Whisper is translating my audios for some reason

I just got started using the new Whisper API (the one with the endpoint at https://api.openai.com/v1/audio/transcriptions). It works incredibly well when it gets the language right, but for some reason, it will sometimes give me an Arabic or Indi transcription.

I’m a native Spanish speaker so my English pronunciation may have caused the AI to think that I’m speaking another language. But when I translated the Arabic transcriptions into English, the translation was exactly what I said! So the AI actually did understand what I said in English, and then translated it into Arabic. I have zero idea why this is happening. I don’t know if there is a way to specify the languages I want to use, let alone how to tell Whisper not to not translate anything I say into another language.

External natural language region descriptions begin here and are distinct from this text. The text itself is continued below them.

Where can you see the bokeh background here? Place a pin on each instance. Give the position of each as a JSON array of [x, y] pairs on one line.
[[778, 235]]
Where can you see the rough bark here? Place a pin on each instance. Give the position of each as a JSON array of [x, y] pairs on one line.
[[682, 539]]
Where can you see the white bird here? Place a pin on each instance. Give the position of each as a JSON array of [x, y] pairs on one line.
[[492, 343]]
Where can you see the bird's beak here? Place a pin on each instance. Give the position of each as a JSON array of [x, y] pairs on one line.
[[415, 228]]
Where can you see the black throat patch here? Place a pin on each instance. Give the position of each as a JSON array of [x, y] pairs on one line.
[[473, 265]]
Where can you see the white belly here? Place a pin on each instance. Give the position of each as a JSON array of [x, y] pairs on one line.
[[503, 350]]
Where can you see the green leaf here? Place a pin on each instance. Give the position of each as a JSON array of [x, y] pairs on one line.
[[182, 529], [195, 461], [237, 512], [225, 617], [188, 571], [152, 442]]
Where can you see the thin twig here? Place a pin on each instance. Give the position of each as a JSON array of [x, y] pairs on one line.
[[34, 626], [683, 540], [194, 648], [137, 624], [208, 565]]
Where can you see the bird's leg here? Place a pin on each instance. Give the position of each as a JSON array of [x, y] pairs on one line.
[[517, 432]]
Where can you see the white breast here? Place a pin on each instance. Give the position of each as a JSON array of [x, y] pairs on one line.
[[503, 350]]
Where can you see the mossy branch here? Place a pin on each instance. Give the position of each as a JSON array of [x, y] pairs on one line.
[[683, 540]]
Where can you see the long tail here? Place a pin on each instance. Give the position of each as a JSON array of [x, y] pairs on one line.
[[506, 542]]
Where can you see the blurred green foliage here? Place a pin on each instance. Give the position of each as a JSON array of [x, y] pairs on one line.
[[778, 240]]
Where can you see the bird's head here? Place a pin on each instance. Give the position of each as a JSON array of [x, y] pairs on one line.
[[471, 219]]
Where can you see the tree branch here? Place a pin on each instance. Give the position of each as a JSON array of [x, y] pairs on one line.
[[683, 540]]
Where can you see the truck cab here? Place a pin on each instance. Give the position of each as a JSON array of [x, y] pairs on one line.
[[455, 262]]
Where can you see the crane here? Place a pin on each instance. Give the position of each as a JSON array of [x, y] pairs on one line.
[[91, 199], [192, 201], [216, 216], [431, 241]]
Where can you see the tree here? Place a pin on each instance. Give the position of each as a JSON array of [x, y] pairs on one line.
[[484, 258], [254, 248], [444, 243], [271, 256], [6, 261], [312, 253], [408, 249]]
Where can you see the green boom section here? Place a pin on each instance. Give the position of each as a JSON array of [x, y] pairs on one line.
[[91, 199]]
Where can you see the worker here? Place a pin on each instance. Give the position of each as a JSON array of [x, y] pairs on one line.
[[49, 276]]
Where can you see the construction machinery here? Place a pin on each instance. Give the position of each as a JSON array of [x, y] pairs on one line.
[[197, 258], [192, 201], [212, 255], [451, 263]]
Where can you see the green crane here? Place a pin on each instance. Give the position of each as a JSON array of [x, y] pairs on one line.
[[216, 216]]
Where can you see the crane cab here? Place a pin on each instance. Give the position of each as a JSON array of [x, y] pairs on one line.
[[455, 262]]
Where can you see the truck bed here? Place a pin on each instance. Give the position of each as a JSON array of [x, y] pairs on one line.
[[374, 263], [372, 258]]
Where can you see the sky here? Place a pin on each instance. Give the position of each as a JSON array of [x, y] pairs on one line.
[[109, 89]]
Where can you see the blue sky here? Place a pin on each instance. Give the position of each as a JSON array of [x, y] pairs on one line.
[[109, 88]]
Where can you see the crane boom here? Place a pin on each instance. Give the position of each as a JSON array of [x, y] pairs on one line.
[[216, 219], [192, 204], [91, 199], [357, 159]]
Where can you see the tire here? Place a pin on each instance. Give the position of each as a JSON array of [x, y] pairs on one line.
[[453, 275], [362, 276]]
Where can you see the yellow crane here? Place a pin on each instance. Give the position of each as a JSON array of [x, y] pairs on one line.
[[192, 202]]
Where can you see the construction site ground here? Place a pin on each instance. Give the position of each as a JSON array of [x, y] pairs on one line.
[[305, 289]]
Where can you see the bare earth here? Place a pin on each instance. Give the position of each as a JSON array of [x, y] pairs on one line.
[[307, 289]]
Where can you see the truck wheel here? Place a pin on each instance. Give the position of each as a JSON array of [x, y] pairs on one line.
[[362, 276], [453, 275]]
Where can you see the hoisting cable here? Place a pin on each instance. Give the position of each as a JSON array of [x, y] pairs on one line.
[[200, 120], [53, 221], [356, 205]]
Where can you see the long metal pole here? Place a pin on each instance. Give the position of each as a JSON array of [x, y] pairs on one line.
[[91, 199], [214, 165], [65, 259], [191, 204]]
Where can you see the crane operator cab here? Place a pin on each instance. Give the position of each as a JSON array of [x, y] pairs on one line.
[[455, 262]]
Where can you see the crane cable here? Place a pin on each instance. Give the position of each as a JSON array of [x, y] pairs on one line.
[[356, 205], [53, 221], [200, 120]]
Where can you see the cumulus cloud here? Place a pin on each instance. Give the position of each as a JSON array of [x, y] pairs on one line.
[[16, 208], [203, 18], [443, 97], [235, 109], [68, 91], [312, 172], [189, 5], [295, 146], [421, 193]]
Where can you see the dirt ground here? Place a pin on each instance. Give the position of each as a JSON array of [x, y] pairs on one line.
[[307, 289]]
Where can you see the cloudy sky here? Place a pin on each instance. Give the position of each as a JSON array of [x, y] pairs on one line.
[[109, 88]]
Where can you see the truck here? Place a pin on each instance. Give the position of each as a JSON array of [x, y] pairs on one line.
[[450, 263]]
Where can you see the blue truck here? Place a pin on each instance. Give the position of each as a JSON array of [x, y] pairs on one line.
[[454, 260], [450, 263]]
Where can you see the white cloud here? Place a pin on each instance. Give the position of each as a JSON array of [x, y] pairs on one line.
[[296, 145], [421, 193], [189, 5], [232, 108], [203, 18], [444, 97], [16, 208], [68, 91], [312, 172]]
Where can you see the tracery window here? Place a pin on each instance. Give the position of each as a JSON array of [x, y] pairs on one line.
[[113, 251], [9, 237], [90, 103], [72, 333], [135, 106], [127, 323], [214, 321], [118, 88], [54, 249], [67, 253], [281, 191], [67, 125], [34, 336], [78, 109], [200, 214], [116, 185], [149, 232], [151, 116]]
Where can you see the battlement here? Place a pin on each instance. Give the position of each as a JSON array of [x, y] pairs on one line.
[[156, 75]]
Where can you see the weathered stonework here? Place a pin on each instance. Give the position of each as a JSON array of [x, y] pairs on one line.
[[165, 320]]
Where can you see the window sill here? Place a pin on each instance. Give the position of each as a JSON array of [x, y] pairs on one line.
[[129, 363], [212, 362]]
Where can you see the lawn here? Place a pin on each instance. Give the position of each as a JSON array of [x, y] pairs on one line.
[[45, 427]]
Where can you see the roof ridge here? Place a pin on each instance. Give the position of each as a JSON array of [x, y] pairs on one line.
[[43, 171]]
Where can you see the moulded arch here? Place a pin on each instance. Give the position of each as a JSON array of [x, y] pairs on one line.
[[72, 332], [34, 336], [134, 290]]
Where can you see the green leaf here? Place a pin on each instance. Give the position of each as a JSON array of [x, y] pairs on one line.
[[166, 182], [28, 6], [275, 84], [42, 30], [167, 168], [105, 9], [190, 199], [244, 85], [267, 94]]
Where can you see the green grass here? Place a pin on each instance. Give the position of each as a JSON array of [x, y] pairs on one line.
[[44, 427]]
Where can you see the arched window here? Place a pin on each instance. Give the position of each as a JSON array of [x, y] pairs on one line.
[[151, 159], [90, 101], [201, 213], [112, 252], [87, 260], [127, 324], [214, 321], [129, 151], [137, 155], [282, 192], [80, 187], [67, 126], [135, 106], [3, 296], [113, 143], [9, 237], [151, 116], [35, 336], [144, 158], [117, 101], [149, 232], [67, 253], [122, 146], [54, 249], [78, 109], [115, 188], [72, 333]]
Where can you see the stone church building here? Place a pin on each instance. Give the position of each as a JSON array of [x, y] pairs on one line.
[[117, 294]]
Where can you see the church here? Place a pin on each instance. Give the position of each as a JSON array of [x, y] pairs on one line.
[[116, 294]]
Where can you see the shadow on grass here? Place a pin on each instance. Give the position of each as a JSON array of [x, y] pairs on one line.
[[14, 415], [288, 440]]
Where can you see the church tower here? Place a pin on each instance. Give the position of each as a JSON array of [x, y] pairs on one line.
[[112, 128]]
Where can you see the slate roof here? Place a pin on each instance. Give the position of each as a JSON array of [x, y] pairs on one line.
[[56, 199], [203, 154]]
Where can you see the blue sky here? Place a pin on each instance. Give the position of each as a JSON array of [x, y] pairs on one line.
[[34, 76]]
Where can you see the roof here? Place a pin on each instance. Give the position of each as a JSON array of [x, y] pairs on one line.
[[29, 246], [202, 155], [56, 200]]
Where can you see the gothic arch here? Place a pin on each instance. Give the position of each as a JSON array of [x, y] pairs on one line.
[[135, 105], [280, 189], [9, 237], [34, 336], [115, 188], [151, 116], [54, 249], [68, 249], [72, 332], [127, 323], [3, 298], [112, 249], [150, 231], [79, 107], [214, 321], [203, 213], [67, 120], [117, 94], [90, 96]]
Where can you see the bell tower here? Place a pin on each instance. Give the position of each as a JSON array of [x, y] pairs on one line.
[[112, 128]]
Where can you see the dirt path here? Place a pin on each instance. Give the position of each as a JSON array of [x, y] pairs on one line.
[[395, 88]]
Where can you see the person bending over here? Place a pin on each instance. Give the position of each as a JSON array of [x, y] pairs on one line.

Any idea why it’s doing this and how can I prevent it from doing it? I also tried filling up the prompt with English text but that doesn’t seem to make much of a difference.

You could try also setting the prompt variable to contain a few sentences in English to get it to stay on track, from the Docs:

Oops, just read this. Hmm. Stumped on this one.

Are you specifying the language parameter? If you know the input language, this will help with more consistent results.

Yes, I didn’t know about that before but now I’m using just ‘en’. I would like to use multiple languages though, so I wonder if I can use a comma separated list.

Also, I thought a bit more about this and now think that maybe what happened is not that it was translating but just switching character sets, since it’s weird that it never translated into a language that uses the Roman script. I’m assuming there is some standard way to map between characters sets? This also sounds like a simpler explanation. But the issue hasn’t occurred since I added the language parameter.